Alla vigilia delle elezioni, il segretario leghista Roberto Maroni torna sulla questione della cittadinanza per i figli di cittadini stranieri. “Non vedo il motivo per cambiare la norma”, afferma Maroni a Raidue, riferendosi al principio dello ius sanguinis, per cui è italiano chi nasce da genitori italiani.

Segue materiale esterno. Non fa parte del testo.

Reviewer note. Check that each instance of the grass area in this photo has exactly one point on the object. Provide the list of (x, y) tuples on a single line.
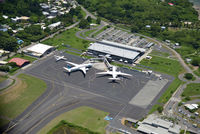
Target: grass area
[(171, 89), (66, 127), (89, 32), (68, 37), (86, 117), (197, 72), (17, 98), (31, 59), (2, 78), (154, 108), (163, 65), (191, 90), (98, 32)]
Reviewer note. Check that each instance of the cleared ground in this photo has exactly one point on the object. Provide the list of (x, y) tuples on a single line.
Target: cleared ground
[(31, 59), (68, 37), (122, 91), (86, 117), (192, 89), (2, 78), (19, 96), (163, 65)]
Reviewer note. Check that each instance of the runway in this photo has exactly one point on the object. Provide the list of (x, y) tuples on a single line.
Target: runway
[(66, 92)]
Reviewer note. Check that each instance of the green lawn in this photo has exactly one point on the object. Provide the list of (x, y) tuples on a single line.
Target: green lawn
[(2, 78), (19, 97), (197, 72), (163, 65), (154, 52), (68, 37), (191, 90), (171, 89), (86, 117), (89, 32), (31, 59), (104, 28)]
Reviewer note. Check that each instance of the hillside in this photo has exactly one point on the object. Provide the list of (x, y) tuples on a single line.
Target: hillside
[(20, 7), (143, 11)]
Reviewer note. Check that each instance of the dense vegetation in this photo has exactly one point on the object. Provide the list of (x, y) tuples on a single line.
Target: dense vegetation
[(142, 12), (29, 31), (20, 7)]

“L’immigrato in regola in Italia – dichiara Maroni – ha tutti i diritti degli altri cittadini eccetto il diritto del voto”. Un diritto non irrilevante, considerando il fatto che in una democrazia rappresentativa il voto risulta fondamentale per la partecipazione alla vita sociale e politica del Paese in cui si lavora, si pagano le tasse, si vive. “Dopo 10 anni l’immigrato può chiedere la cittadinanza. L’esame burocratico della domanda, grazie al mio lavoro da ministro, dura solo un anno”, prosegue Maroni, il quale sottolinea che, con un cambiamento della norma, “il figlio dell’immigrato irregolare diventa italiano”.

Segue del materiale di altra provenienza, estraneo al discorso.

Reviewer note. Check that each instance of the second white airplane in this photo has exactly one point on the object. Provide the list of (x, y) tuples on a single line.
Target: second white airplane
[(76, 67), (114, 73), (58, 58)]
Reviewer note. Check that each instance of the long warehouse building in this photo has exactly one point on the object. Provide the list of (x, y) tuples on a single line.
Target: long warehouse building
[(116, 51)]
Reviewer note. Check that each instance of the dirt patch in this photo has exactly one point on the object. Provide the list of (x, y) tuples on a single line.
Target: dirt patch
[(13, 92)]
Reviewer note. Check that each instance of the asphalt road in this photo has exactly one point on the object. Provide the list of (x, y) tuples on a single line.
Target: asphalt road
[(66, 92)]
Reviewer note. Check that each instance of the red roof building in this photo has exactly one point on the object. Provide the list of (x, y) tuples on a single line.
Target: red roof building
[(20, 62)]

Quindi, se un bambino nasce da un genitore privo di regolari documenti, deve anch’egli restare nell’illegalità? Un bambino che magari non ha mai visto lo Stato di origine dei propri genitori deve comunque continuare a essere considerato dalla Stato e dalle leggi uno “straniero”? Del resto, secondo il segretario della Lega Nord la riforma della legge sulla cittadinanza avrebbe come unico motivo “quello di ampliare il bacino di voto per la sinistra”. Maroni sembra dunque ignorare le difficoltà e le limitazioni che quotidianamente deve fronteggiare una persona nata in Italia da genitori di origine straniera, così come sembra non dare peso al fatto che, in termini giuridici, la cittadinanza è lo status con il quale uno Stato riconosce la pienezza dei diritti civili e politici. Non essere cittadino significa non avere pieni diritti, con tutte le barriere e le limitazioni che ne conseguono, ben spiegate dalla campagna l’Italia sono anch’io.
Una questione che è molto lontana dall’essere un semplice calcolo di voti, come invece sembra considerarla il segretario della Lega.